Several papers are reporting what we have been hearing for the past week – a possible second economic stimulus package is in the early stages of discussion. As the Wall Street Journal reported:
Senate Majority Leader Harry Reid (D., Nev.) said he had spoken to the Democratic leadership in the House of Representatives about a second economic-stimulus package, in another attempt to bring the country out of what increasingly seems to be a severe economic downturn.
If Congress takes up another stimulus package, it will likely be in September, not July, and it should include provisions to free up small business capital like relief from the built in gains tax.
Why is small business capital important right now? Secretary Paulson and Fed Chairman Bernanke testified yesterday about the on-going challenge faced by the housing market and, more specifically, what might happen if the financial condition of the two massive government sponsored secondary market entities – Fannie Mae and Freddie Mac – continues to deteriorate.
The challenge for lenders is two-fold. First, the GSEs make up a majority of the secondary mortgage market and their withdrawal would create a liquidity challenge for banks and homebuyers. It would be significantly harder to get a home loan. Perhaps more importantly, banks hold significant amounts of GSE debt. Large losses related to this debt would result in banks being undercapitalized, forcing them to restrict their lending and raise more capital.
For these reasons, no one in Washington believes the government will allow the two GSEs to fail. Exactly how the GSEs get from here to health, however, will have implications for the on-going ability of America’s small businesses to access credit, making reforms like the built in gains tax relief even more critical
Small Business and Inflation
Your intrepid S Corporation staff spoke with some S corporation pizza parlor owners last month. The parlors are part of a national chain, and the owners were concerned that while their ingredient and delivery costs had risen dramatically in the past year, the chain had not yet adjusted its prices accordingly. This tension was not sustainable and the chain was going to authorize new price structure. More expensive pizzas, they warned, are just around the corner.

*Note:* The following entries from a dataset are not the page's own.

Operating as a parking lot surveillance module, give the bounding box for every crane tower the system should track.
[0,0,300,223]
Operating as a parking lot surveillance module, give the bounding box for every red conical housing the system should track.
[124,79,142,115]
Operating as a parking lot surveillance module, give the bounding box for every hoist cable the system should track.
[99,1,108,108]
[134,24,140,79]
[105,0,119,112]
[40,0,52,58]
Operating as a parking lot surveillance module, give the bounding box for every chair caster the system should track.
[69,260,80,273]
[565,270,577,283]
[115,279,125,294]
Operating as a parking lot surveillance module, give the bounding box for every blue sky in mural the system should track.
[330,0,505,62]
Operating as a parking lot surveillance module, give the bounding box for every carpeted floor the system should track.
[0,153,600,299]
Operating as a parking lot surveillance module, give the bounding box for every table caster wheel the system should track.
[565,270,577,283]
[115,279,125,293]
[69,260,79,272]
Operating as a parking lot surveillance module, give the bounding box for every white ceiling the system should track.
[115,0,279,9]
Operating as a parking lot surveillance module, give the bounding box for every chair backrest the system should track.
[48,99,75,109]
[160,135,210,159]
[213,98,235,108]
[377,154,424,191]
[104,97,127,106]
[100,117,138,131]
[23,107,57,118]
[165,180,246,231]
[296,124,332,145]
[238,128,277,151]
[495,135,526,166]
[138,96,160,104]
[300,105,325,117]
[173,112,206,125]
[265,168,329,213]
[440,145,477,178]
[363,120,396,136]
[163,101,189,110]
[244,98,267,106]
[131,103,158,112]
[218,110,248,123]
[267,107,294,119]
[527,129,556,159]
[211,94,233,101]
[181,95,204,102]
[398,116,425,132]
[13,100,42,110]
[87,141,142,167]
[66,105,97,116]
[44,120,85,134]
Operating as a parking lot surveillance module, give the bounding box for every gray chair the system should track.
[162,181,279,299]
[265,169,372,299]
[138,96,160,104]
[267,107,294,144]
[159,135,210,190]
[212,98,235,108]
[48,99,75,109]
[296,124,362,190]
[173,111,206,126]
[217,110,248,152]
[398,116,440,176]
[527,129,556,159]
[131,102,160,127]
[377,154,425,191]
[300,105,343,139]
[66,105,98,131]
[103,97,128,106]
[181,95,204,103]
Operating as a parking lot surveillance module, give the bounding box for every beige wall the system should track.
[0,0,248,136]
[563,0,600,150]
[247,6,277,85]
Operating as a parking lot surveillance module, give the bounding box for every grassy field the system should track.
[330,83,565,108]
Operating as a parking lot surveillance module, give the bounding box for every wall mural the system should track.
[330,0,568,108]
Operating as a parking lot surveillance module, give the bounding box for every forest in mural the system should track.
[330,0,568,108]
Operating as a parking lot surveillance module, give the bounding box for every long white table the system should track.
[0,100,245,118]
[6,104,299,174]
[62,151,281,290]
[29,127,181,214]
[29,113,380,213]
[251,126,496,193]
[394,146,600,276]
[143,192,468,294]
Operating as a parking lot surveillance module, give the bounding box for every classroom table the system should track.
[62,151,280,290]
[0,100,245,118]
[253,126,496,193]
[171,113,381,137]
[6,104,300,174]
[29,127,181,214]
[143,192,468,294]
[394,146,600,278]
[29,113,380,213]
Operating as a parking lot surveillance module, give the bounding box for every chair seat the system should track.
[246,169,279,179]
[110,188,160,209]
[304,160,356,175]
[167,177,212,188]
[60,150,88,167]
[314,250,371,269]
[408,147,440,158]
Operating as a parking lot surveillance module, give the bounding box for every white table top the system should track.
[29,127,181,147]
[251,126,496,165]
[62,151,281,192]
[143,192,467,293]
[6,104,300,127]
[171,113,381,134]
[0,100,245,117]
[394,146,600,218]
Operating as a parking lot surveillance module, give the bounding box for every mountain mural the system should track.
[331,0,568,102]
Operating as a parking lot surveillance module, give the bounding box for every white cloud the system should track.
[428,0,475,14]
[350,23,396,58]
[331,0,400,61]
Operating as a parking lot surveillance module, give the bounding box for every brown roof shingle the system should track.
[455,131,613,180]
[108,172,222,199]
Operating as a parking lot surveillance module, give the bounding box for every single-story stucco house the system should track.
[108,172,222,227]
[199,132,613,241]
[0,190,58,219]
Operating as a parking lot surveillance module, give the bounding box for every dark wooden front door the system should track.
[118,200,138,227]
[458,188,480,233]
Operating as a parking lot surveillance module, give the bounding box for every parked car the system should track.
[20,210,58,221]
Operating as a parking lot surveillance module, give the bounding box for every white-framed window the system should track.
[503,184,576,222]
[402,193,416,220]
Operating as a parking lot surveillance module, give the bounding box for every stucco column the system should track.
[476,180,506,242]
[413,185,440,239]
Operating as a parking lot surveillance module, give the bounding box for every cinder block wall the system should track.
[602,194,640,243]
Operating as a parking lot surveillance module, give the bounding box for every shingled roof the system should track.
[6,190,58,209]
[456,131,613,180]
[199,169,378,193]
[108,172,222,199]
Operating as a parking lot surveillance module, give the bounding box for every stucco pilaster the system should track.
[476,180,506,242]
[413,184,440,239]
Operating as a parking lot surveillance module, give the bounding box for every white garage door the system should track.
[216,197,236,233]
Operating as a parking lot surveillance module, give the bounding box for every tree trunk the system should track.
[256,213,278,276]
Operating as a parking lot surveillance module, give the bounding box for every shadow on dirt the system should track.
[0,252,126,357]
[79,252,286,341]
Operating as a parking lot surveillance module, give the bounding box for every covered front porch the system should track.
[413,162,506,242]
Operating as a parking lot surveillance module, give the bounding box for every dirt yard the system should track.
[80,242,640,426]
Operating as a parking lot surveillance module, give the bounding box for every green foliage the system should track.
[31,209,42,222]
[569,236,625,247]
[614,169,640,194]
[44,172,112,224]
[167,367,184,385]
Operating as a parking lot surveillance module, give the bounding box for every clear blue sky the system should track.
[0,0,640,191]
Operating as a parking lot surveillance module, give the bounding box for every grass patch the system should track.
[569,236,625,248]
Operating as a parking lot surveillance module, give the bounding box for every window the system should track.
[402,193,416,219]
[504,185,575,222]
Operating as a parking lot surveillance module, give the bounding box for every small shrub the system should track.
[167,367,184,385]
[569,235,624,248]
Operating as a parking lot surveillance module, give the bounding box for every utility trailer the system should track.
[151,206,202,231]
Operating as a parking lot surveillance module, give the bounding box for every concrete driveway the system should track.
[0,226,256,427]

We were reminded of that conversation this week when NFIB issued its increasingly-misnamed monthly Index of Small Business Optimism. At 89.2, the index continues to be in the recession zone. (Contrary to surveys of larger businesses, we would point out, that do not signal recession.) The surprise this month, however, is that inflation now tops their list of concerns. As NFIB writes:
“Since 1983, the average percent of owners citing inflation as a top problem has been 3 percent. In February 2008, 8 percent cited inflation as their top problem. By May, 17 percent said inflation was their top concern, and in June it rocketed to 20 percent.”
Higher energy and food prices are spreading to other parts of the economy and becoming an established part of people’s expectations as they make plans for next year and beyond. After a quarter century of disinflation, those experts who are warning we have turned the corner and are entering an inflationary cycle are beginning to look very smart.